5.6. By using the Ecommerce Service, the Customer authorises and consents to ArchiPro submitting payments through the Stripe payments service in accordance with this Agreement. 

6. RETURNS AND REFUNDS


6.1. Products sold through the Ecommerce Service are eligible for returns and refunds in accordance with any applicable law and any returns policy that the Customer maintains, or ArchiPro’s default Returns and Refunds Policy.

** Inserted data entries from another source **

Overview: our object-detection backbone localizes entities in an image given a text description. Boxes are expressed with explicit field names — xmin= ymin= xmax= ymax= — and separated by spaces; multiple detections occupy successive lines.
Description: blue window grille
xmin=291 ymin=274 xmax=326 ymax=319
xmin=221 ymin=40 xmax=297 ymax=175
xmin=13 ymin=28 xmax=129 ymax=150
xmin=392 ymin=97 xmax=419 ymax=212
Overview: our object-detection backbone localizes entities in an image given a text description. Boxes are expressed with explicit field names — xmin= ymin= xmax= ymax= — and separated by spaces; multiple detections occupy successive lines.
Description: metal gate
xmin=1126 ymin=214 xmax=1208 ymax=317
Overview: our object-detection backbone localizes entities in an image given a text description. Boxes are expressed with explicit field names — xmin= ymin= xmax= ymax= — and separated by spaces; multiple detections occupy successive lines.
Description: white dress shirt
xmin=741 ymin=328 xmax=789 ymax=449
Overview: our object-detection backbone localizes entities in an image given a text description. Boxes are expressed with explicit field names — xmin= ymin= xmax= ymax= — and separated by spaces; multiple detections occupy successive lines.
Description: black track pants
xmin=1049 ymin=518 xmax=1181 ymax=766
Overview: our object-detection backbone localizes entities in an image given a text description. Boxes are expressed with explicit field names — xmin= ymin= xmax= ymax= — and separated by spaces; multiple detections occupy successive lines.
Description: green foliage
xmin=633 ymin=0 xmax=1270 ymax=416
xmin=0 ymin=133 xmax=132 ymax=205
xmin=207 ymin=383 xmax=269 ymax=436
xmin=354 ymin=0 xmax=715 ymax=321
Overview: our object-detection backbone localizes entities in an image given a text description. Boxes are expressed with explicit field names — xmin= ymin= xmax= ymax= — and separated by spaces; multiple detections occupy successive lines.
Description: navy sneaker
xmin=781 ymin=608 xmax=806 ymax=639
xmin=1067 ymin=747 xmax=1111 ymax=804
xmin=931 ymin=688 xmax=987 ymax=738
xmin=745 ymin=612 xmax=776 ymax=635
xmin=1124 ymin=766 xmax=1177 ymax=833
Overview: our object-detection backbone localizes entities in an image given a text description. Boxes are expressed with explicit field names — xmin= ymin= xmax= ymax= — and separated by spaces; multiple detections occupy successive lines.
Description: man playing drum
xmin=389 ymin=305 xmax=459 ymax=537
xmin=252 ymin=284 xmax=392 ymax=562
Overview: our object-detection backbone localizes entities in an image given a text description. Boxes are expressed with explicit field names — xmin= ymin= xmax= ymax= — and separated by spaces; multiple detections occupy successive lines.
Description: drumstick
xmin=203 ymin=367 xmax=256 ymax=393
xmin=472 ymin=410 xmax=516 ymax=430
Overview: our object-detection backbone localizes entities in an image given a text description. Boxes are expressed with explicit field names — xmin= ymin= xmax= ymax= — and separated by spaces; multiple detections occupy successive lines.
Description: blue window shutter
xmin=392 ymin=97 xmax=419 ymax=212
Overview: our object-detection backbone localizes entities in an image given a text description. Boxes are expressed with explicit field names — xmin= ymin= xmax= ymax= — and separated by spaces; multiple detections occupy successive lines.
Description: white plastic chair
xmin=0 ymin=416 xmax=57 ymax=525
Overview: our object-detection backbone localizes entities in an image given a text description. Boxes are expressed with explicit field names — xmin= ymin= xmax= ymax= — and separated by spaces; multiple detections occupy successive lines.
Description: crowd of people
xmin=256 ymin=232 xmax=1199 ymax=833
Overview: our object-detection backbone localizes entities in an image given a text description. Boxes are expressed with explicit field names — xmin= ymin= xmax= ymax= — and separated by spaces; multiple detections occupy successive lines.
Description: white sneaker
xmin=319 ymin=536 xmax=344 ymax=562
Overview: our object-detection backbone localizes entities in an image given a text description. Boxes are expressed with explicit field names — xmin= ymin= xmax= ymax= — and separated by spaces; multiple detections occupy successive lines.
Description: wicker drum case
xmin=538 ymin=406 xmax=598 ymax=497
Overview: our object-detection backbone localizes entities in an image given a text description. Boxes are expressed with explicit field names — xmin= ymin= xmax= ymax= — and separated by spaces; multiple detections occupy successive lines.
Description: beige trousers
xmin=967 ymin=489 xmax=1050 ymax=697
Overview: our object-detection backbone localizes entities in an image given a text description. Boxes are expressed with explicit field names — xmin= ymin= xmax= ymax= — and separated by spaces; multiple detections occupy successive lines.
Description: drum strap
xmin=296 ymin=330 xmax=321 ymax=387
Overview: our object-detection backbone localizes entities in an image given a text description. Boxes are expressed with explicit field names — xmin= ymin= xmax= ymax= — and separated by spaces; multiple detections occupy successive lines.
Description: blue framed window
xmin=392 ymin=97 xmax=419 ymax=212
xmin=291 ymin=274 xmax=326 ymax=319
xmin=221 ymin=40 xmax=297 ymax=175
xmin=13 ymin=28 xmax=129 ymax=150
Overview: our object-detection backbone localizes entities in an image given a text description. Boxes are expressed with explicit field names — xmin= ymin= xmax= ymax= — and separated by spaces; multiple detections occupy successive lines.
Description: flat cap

You are responsible for indicating whether a product is eligible for return on the product profile through the Ecommerce Service.

6.2. All complaints/queries regarding returns or faulty product should be submitted by the purchaser by completing a return request through the Ecommerce order management system or by contacting the Customer’s nominated representative. You acknowledge and agree that you are responsible for handling all such complaints and/or queries directly with the purchaser.

6.3. The Customer is responsible for any non-conformity or defects in any products listed by the Customer through the Ecommerce Service. Returns of product must be sent directly from the relevant purchaser to the Customer. You are responsible for determining whether the product should be repaired or replaced in accordance with your returns policy or applicable law. If a purchaser is eligible for a refund, the Customer must issue a refund through the Ecommerce Service order management system, which will be processed and paid to the relevant purchaser through the Stripe payment service.

7. PRIVACY AND DISCLOSURE OF DATA

7.1. By using the Ecommerce Service you consent to the collection, use, storage and disclosure of your data (which may include personal information) in accordance with our Privacy Policy. Data and information may also be transferred to Stripe for the purposes of facilitating payments through the payments platform and will be held by Stripe in accordance with its Privacy Policy.